Baton Rouge. Minneapolis. Dallas.
If there is any doubt that this is a messed up world, the last 2 days should clear that up. It is undeniable that we live at a crossroads of how we, all of us, mean to treat each other.
My childhood straddled the Civil Rights movement. In 1963 when Martin Luther King stood on the steps of the of the Lincoln Memorial, I was 11 years old. That speech, made 53 years ago in August, spoke of the “promissory note to which every American was to fall heir”. I reread Dr. King’s speech today and would suggest you do so too. Many of those same injustices and struggles continue to confront us now.
I lived in a world of privilege, a white, middle-class upbringing in middle America.

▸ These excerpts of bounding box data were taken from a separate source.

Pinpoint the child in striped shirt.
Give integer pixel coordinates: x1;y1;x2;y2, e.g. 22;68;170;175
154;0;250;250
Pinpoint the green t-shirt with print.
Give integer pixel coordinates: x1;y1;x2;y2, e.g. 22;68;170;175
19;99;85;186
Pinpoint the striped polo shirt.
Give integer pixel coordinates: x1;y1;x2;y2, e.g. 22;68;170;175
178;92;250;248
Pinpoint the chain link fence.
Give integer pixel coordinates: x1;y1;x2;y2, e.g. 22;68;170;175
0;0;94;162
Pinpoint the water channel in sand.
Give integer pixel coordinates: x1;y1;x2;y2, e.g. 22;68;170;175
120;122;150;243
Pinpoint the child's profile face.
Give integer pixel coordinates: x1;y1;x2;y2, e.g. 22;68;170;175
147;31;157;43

I never worried about what fate my father or brother or husband or son might meet with doing ordinary errands. People don’t, as a rule, lock their car doors when I walk nearby, nor does the conversation stop when I enter a store. So as far as understanding what it means to be
of color and living in the United States, I cannot possibly understand the depth of hurt and resentment and anger. But I can do something.
Whether someone looks the same or different from me, I can look that person in the eye
and smile. I can nod and say hello. I can be more mindful of the subtle speech that telegraphs cultural and racial differences and take care to object to generalities. I can stand strongly against those politicians who would use the language of intolerance to garner votes.
We are at a clear crossroads and it is time for some introspection into the kind of world we want to live in.